2. Tiga Anggota Dibasuh, Satu Diusap
Disepakati bahwa tiga anggota wudhu, yaitu wajah, tangan, dan kaki wajib dibasuh dengan air, sementara kepala diusap. Membasuh berarti mengalirkan air ke seluruh anggota, sedangkan mengusap cukup dengan membasahi tangan lalu mengusapkannya pada bagian kepala. Jika sebaliknya dilakukan, misalnya mengusap anggota yang seharusnya dibasuh, maka dianggap berlebihan dalam beribadah.
3. Kewajiban Sekali Basuhan
Membasuh atau mengusap masing-masing anggota wajib dilakukan sekali secara sempurna. Namun, mengulanginya hingga tiga kali termasuk sunnah dan merupakan bentuk kesempurnaan wudhu sebagaimana dicontohkan Rasulullah ﷺ.
4. Kesunnahan Tiga Kali Basuhan
Rasulullah ﷺ biasa membasuh setiap anggota wudhu tiga kali, kecuali kepala yang hanya diusap satu kali. Oleh karena itu, membasuh lebih dari tiga kali termasuk sikap berlebihan (ghuluw) yang dilarang.
5. Membasuh Tangan dan Membaca Basmalah Sebelum Wudhu
Sebelum memulai wudhu, disunnahkan untuk membasuh kedua telapak tangan tiga kali serta mengucapkan basmalah (“Bismillah”). Ini merupakan bentuk penyucian awal sebelum memasuki ibadah wudhu yang sebenarnya.
6. Batasan Wajah dalam Wudhu
Yang dimaksud wajah dalam wudhu adalah bagian dari tempat tumbuhnya rambut kepala hingga bawah dagu, serta dari telinga ke telinga. Semua bagian ini wajib terkena air ketika berwudhu.

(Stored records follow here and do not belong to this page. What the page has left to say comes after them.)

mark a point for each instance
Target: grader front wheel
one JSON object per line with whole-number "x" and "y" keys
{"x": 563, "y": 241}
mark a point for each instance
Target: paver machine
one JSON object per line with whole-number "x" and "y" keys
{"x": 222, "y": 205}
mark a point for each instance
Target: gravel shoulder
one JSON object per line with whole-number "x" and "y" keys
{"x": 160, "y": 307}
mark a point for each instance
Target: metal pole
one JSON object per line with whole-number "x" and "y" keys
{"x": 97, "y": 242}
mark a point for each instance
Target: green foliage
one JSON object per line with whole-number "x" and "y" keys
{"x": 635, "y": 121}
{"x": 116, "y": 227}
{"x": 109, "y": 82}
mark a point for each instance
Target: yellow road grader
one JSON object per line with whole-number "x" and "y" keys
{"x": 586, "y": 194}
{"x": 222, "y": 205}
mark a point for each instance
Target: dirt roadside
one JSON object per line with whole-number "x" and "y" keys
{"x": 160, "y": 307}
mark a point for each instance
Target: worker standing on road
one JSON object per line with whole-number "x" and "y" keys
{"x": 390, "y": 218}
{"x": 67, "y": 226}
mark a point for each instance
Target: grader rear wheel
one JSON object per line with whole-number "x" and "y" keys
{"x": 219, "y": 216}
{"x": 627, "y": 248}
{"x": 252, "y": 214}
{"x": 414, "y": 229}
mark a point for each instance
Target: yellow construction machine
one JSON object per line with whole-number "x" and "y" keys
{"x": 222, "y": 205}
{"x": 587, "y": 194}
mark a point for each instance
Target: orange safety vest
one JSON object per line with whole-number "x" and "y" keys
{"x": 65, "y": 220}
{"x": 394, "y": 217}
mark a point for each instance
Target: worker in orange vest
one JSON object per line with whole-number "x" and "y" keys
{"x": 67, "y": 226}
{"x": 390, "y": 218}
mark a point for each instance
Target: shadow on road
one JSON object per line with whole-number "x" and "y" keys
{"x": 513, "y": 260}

7. Berkumur dan Beristinsyaq
Ulama sepakat bahwa berkumur (madmadah) dan beristinsyaq (menghirup air ke hidung lalu mengeluarkannya) termasuk amalan yang disyariatkan sebelum membasuh wajah. Hal ini berdasarkan banyak hadits Nabi ﷺ yang mencontohkan praktik tersebut.
8. Membasuh Tangan hingga Siku
Kata “hingga” dalam ayat “tanganmu sampai dengan siku” bermakna termasuk siku. Artinya, membasuh tangan harus meliputi bagian siku, bukan berhenti tepat di bawahnya.
9. Mengusap Seluruh Kepala
Para ulama bersepakat bahwa mengusap seluruh kepala termasuk amalan yang disyariatkan. Namun mereka berbeda pendapat apakah cukup mengusap sebagian kepala saja sudah sah, yang akan dijelaskan dalam bagian perbedaan pendapat.
10. Membasuh Kaki hingga Mata Kaki
Kedua kaki wajib dibasuh hingga melewati mata kaki, yaitu dua tulang menonjol di pergelangan kaki bagian dalam dan luar. Membasuh di bawahnya saja tidak mencukupi.
11. Mendahulukan Anggota Kanan
Ulama juga sepakat bahwa anggota tubuh yang berpasangan, seperti tangan dan kaki, disunnahkan untuk mendahulukan yang kanan sebelum yang kiri. Ini merupakan bentuk mengikuti sunnah Rasulullah ﷺ yang senantiasa mendahulukan kanan dalam hal-hal baik.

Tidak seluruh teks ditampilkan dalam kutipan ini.